Can you see an issue here? If not, think how loading to RAM a few hundred MB model on each request could make cloud server instance to die.

So instead of loading the same model multiple times (on each request basically), I've decided that separating the model and Flask part will be the best approach. This way, I can have a daemonized model, loaded once, and responding to queries. Whenever it dies, I also have monit watching for PID changes and reviving the model.

root@findn-model:~# cat /etc/systemd/system/model_receiver.service
[Unit]
Description=Model Findn Receiver Daemon

[Service]
Type=simple
ExecStart=/bin/bash -c 'cd /var/www/model.findn.name/html/ && source venv/bin/activate && ./receiver.py'
WorkingDirectory=/var/www/model.findn.name/html/
Restart=always
RestartSec=10

[Install]
WantedBy=sysinit.target
check program receiver with path "/bin/systemctl --quiet is-active model_receiver"
  start program = "/bin/systemctl start model_receiver"
  stop program = "/bin/systemctl stop model_receiver"
  if status != 0 then restart

As always, with two processes, you would like to allow some kind of communication between them.

My first take was to use FIFO files, but this approach did not work out on multiple API requests made to the Flask app. I did not want to spend too much time on debugging, so I decided to use something more reliable. My choice was ØMQ for which (guess what) there is also an excellent Python library.

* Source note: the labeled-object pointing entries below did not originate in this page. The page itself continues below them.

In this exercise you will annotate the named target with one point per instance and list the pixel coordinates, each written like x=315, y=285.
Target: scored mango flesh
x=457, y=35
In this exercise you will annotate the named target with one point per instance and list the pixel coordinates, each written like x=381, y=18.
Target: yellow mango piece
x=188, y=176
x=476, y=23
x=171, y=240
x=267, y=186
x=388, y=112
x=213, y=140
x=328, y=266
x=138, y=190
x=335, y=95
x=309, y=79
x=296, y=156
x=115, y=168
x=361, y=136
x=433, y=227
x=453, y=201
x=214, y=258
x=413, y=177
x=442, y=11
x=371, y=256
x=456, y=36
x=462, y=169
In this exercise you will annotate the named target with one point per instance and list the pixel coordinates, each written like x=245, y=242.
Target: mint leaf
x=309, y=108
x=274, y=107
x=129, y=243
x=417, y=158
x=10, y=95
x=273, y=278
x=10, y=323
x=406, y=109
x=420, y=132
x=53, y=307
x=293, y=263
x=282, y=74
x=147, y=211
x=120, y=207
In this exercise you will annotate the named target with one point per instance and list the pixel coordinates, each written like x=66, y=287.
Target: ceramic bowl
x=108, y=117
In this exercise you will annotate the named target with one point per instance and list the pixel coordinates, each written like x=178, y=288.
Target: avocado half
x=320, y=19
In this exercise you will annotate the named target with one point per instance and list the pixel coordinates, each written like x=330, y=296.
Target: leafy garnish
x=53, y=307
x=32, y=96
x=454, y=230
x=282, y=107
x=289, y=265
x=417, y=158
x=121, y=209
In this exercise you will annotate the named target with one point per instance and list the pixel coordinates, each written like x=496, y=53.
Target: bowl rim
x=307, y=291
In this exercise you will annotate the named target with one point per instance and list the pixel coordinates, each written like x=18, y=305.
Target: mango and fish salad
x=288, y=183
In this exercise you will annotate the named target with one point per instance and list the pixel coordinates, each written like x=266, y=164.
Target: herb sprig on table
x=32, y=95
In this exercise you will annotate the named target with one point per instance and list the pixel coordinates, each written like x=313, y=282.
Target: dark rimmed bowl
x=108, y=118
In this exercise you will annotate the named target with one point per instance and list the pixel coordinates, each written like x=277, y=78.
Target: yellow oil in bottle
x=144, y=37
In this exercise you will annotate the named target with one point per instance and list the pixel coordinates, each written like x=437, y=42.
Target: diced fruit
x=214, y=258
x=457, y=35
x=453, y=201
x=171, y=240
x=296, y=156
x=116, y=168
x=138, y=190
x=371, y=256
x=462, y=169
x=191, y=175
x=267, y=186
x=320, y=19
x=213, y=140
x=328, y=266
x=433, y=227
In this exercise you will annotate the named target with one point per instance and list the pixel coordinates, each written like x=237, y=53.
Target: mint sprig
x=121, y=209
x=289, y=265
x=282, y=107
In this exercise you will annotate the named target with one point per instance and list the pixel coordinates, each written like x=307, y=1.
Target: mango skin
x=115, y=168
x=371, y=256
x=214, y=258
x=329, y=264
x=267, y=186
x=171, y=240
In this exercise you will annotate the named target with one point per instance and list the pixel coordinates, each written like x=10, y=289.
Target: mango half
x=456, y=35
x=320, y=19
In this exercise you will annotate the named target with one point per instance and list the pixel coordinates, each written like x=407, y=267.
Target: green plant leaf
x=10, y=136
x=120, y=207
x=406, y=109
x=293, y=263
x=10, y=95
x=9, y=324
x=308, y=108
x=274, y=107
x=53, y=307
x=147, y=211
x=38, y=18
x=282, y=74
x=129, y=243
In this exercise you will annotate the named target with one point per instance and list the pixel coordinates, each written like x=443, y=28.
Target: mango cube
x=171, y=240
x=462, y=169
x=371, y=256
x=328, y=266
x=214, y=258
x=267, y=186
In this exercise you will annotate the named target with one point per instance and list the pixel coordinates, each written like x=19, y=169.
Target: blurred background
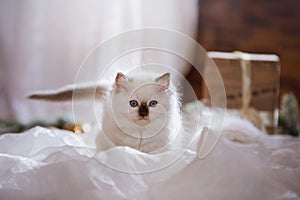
x=43, y=43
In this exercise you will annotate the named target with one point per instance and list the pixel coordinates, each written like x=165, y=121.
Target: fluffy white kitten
x=141, y=110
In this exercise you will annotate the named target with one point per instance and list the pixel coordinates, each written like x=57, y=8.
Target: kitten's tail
x=70, y=93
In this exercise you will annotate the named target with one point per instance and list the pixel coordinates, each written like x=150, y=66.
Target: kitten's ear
x=70, y=93
x=163, y=81
x=121, y=82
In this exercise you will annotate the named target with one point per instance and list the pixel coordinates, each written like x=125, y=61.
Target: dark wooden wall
x=257, y=26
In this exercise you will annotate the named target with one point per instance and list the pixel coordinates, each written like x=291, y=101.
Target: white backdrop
x=43, y=43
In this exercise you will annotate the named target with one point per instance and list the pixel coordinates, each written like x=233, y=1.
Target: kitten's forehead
x=145, y=92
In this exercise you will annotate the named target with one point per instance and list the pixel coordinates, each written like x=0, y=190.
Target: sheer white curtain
x=43, y=43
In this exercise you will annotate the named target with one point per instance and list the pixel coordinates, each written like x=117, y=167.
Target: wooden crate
x=264, y=80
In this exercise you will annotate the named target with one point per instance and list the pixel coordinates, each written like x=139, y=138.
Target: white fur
x=121, y=125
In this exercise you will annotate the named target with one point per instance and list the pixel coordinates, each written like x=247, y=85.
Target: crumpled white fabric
x=53, y=164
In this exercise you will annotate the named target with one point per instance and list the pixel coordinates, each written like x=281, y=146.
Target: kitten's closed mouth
x=143, y=121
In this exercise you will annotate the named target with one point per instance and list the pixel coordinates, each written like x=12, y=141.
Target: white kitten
x=141, y=110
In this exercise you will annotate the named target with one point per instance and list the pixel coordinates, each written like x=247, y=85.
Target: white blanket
x=54, y=164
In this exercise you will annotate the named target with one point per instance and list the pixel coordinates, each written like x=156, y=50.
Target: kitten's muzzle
x=143, y=111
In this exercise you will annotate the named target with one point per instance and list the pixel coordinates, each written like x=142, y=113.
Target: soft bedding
x=245, y=163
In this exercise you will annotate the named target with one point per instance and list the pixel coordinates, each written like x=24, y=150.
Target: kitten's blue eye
x=152, y=103
x=133, y=103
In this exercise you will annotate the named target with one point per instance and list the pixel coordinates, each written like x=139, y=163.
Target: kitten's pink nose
x=143, y=111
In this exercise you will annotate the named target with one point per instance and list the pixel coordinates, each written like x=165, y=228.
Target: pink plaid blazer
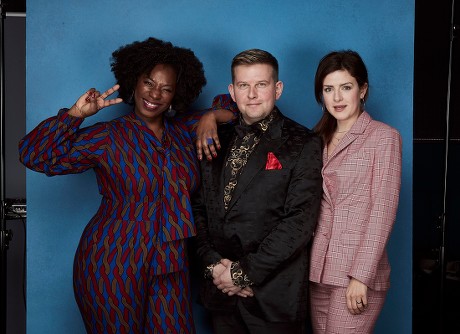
x=361, y=182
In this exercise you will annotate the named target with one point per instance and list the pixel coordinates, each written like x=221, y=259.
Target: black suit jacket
x=269, y=222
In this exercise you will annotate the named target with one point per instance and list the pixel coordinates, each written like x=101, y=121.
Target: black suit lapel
x=269, y=142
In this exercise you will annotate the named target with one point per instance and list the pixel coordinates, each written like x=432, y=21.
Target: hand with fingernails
x=92, y=101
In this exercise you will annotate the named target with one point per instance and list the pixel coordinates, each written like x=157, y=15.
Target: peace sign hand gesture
x=92, y=101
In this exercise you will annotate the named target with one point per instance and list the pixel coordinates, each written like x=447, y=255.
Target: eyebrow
x=346, y=83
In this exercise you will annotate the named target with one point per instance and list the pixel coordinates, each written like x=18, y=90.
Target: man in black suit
x=257, y=208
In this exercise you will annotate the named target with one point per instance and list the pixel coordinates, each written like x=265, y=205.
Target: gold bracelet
x=79, y=110
x=239, y=278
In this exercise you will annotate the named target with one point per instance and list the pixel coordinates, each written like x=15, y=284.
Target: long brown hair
x=336, y=61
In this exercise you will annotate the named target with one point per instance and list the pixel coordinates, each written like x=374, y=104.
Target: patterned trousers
x=329, y=312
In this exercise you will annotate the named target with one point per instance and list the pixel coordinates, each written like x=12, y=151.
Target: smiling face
x=342, y=97
x=255, y=91
x=154, y=93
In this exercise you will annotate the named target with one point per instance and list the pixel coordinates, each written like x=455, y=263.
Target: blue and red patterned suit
x=130, y=268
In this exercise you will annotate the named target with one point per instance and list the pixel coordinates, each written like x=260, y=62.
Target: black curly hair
x=131, y=61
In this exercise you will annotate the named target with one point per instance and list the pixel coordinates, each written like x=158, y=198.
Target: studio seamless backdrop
x=69, y=45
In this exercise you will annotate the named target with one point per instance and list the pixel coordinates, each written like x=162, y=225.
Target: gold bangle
x=79, y=110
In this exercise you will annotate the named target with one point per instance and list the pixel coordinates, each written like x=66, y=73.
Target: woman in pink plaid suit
x=361, y=172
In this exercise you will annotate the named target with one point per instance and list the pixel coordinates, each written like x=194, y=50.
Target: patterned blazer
x=361, y=183
x=269, y=222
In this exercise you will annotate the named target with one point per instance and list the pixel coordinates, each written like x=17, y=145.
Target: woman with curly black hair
x=130, y=268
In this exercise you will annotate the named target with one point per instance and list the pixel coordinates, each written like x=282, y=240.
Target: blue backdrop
x=69, y=44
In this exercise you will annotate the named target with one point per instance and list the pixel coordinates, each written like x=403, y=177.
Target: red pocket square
x=272, y=162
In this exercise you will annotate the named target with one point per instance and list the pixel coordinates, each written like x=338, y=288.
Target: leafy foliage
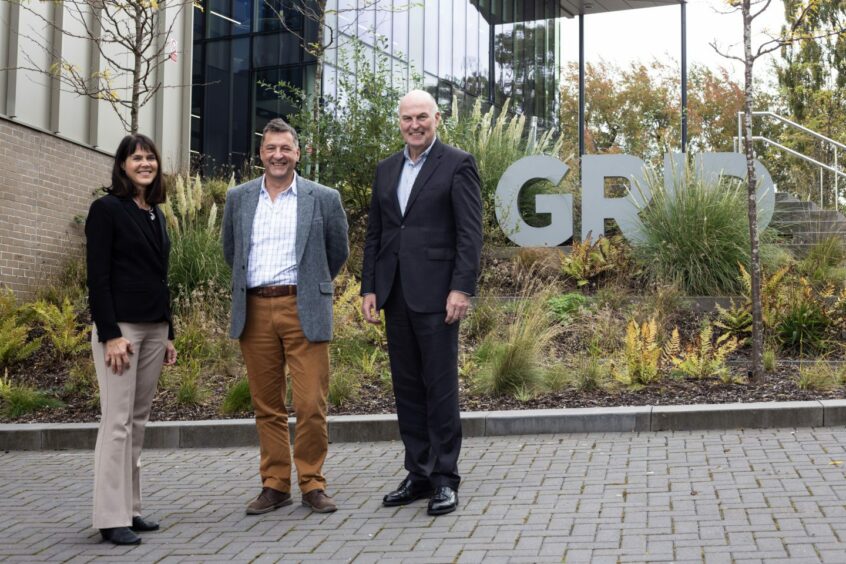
x=588, y=261
x=510, y=364
x=196, y=255
x=639, y=363
x=356, y=128
x=14, y=344
x=496, y=139
x=62, y=328
x=563, y=307
x=819, y=375
x=238, y=398
x=705, y=358
x=19, y=400
x=695, y=235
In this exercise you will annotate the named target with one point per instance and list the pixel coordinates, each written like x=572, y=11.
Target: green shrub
x=586, y=372
x=62, y=328
x=769, y=359
x=8, y=303
x=187, y=383
x=19, y=400
x=344, y=386
x=803, y=328
x=706, y=357
x=14, y=346
x=695, y=236
x=482, y=319
x=639, y=361
x=823, y=260
x=69, y=284
x=563, y=307
x=511, y=364
x=820, y=375
x=588, y=261
x=496, y=139
x=238, y=398
x=196, y=255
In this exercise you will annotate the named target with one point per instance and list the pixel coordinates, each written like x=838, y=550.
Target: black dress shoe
x=141, y=525
x=445, y=500
x=407, y=492
x=120, y=535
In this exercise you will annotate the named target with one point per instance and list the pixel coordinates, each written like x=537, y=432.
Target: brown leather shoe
x=268, y=500
x=319, y=502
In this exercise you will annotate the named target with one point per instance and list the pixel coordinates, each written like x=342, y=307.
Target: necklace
x=149, y=209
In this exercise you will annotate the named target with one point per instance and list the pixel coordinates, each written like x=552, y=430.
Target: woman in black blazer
x=127, y=259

Equipped with all those tools I've managed to prepare, firstly Flask API app

from flask import Flask, jsonify, request
import zmq

app = Flask(__name__)

@app.route('/')
def word2vec():
    w = request.args['word']
    if w is None:
        return
    context = zmq.Context()
    socket = context.socket(zmq.REQ)
    socket.connect('tcp://127.0.0.1:5555')
    socket.send_string(w)
    resp = socket.recv_pyobj()
    try:
        return jsonify(resp)
    except Exception as e:
        return jsonify([])

@app.errorhandler(404)
def pageNotFound(error):
    return "page not found"

@app.errorhandler(500)
def raiseError(error):
    return error

if __name__ == '__main__':
    app.run(debug=True)

as well as daemonized model receiver

#!/usr/bin/env python3

import zmq
import os
from gensim.models import Word2Vec

model = Word2Vec.load("model/model.wv")

context = zmq.Context()
socket = context.socket(zmq.REP)
socket.bind('tcp://127.0.0.1:5555')

while True:
    msg = socket.recv()
    try:
        resp = model.wv.most_similar(positive=[msg.decode('utf-8')], topn=7)
    except Exception as e:
        resp = []
    socket.send_pyobj(resp)

The final result can be seen here: https://findn.name

Summary and next steps

This side project was a lot of fun, mostly thanks to the data science part of it. I have not written any low-level algorithmic code to train the model (as I've used already existing library). Nevertheless, it was still a great experience to see how those algorithms can “learn” about the meaning of words in a human sense only by using a small subset of data. And how such a model can be deployed on a hosted server outside the Jupyter Notebook environment.

The next step probably would involve improvements to the model itself and experiment with different data sets.

Overall, it was a successful side project. Fun for sure!